Overview
Signal-32 helps angel investors quickly assess the potential of AI startups through a 32-question quantitative framework, benchmarked against early-stage data from 24 successful AI companies. The tool adheres to the philosophy of "investing in people" — the questions draw from the experience of Sequoia Capital, Benchmark, and other firms, focusing on the founding team itself. For reference only, not investment advice.
Context
I developed Signal-32, which compiles mainstream VC evaluation criteria for AI startups — team background, research depth, product execution, data and distribution, and AI competitive advantages — enabling anyone to swiftly assess whether the person in front of you is worth investing in.
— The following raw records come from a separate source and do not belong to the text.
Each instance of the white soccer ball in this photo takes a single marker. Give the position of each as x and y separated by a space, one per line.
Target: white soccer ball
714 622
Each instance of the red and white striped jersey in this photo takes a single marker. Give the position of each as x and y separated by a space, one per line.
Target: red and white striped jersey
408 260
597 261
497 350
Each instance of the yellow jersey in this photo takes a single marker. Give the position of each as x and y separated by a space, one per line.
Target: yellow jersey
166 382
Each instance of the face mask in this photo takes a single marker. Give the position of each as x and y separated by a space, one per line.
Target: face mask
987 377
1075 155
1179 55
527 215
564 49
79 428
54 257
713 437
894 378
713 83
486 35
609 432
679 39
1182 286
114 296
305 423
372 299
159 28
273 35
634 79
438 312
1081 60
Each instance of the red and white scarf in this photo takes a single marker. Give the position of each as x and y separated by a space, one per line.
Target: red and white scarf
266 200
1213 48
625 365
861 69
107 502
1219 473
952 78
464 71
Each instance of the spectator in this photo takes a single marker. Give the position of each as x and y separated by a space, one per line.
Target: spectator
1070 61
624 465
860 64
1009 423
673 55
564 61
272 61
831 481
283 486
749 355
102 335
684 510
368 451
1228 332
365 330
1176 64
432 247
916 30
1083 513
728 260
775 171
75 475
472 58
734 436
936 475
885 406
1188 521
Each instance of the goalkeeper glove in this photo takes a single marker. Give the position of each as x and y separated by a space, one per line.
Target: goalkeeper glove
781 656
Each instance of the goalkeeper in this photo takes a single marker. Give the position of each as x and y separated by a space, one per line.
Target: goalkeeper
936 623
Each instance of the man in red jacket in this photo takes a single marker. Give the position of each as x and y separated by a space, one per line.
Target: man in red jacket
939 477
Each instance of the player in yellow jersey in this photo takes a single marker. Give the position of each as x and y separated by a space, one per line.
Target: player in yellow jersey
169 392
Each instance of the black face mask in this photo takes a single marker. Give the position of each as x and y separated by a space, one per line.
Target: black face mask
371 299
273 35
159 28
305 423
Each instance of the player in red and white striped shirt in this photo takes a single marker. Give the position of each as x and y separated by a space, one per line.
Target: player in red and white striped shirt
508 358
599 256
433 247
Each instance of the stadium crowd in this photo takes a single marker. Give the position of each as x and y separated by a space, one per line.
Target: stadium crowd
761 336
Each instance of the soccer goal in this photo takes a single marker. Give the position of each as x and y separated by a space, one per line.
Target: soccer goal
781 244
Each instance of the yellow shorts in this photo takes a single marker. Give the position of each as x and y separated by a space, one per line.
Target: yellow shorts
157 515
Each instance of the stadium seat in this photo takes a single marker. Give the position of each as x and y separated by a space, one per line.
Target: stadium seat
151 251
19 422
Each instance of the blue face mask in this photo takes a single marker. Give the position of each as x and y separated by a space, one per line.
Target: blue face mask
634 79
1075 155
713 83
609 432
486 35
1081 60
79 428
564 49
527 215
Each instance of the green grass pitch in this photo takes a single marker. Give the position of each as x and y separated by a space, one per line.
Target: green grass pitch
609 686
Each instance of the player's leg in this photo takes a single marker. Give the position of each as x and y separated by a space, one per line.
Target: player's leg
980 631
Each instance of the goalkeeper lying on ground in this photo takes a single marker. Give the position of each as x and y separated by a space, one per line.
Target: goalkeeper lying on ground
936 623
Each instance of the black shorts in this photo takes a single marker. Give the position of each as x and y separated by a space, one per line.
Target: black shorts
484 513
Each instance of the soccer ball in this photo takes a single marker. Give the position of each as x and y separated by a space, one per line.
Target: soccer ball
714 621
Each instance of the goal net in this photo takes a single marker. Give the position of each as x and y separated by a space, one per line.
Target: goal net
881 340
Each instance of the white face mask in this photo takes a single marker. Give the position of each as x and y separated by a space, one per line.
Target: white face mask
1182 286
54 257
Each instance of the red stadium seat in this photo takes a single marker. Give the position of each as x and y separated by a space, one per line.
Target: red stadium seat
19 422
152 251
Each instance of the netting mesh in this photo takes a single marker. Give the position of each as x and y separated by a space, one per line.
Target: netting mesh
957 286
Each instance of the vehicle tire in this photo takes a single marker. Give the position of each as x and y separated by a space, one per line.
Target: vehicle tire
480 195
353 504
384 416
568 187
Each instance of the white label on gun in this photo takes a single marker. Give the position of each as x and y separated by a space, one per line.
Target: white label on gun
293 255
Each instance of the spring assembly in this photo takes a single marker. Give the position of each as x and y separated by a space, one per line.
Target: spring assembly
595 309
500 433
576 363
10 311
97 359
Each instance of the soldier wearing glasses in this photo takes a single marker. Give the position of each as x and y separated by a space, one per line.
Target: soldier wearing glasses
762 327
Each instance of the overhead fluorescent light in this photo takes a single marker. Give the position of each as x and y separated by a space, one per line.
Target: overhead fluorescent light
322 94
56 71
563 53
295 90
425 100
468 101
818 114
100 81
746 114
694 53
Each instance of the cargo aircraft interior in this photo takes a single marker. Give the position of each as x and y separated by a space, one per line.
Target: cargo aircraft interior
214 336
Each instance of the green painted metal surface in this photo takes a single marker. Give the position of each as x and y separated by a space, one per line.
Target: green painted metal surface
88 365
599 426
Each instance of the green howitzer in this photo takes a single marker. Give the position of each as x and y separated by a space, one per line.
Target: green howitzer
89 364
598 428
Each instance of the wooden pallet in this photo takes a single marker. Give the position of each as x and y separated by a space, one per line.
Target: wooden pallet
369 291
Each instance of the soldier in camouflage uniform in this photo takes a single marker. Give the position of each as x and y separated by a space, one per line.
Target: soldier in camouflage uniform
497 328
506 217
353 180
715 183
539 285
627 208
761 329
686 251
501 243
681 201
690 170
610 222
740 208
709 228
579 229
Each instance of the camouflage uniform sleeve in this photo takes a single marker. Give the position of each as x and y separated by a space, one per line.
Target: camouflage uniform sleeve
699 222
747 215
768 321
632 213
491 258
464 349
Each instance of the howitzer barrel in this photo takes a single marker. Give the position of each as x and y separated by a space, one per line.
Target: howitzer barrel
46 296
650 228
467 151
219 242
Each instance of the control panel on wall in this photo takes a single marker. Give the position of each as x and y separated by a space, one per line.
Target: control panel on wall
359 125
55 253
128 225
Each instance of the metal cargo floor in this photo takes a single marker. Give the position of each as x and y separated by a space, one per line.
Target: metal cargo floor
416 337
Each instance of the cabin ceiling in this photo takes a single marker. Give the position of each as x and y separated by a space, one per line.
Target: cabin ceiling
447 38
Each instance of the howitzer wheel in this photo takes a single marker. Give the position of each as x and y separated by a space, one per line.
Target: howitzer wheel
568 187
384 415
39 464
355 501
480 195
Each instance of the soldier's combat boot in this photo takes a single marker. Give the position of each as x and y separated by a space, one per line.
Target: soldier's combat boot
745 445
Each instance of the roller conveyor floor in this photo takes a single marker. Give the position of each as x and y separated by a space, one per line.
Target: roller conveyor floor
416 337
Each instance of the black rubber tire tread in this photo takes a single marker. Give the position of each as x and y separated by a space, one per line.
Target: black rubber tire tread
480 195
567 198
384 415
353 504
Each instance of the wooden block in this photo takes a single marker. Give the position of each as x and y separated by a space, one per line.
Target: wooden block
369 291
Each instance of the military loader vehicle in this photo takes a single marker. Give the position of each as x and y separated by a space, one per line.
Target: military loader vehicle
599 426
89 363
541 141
Mind map: brainstorming the 32 factors that shape an investment decision across four dimensions.
The problem
The issue isn't that investors can't make judgments — anyone engaging in AI-native primary market investments needs a tool to validate their intuition:
Each evaluation starts from scratch, resulting in high cognitive load and difficulty maintaining consistent standards.
It's challenging to place a specific team within a larger sample space for assessment, leading to strong intuition but weak calibration.
Solution
I extracted investment insights from VC literature and blogs, then condensed them into four major dimensions. Each dimension contains eight questions, totaling 32 quantitative questions scored on a 1–5 point scale — minimizing vague adjectives. Each question maps to a specific piece of publicly available information (founder's thesis, GitHub commits, early customer case studies), reducing purely subjective scoring.
Sample questions from the Team Background section of the assessment framework.
I selected 24 AI-native companies that demonstrated outstanding early performance — spanning model layers, application layers, and infrastructure. Using only publicly available information from their early stages, I applied the same 32-question assessment to each founding team and product. This yielded a distribution of "success samples": identifying which dimensions consistently scored high, where significant variations occurred, and which combinations showed strong correlations.
A raw score in isolation is meaningless. A team scoring 4.2 tells you nothing — but a team scoring 4.2 when the benchmark median is 4.6 tells you everything. The value of the benchmark table lies not in the numbers themselves, but in the context they create for comparison.

Scores derived from publicly available early-stage data, analyzed through deep search by trusted AI agents.
Signal-32 live demo: entering a startup and receiving a scored breakdown with benchmark comparison.
The outcome
In a small-scale pilot, several decision-makers noted that the tool's greatest value lies not in "scoring," but in validating certain intuitions.
"The teams often have different perspectives after an hour-long chat with founders, yet share common insights in certain areas — this tool effectively distills those key questions."
For me personally, this project provided practice in combining VC qualitative experience, public data, and simple statistical tools into a reusable decision-support product. It also helped me avoid a bad investment — in a short-term perspective, the assessment was correct, with that team scoring only 3.1. But this tool can't be used for evaluating long-term deals, because everything is dynamic.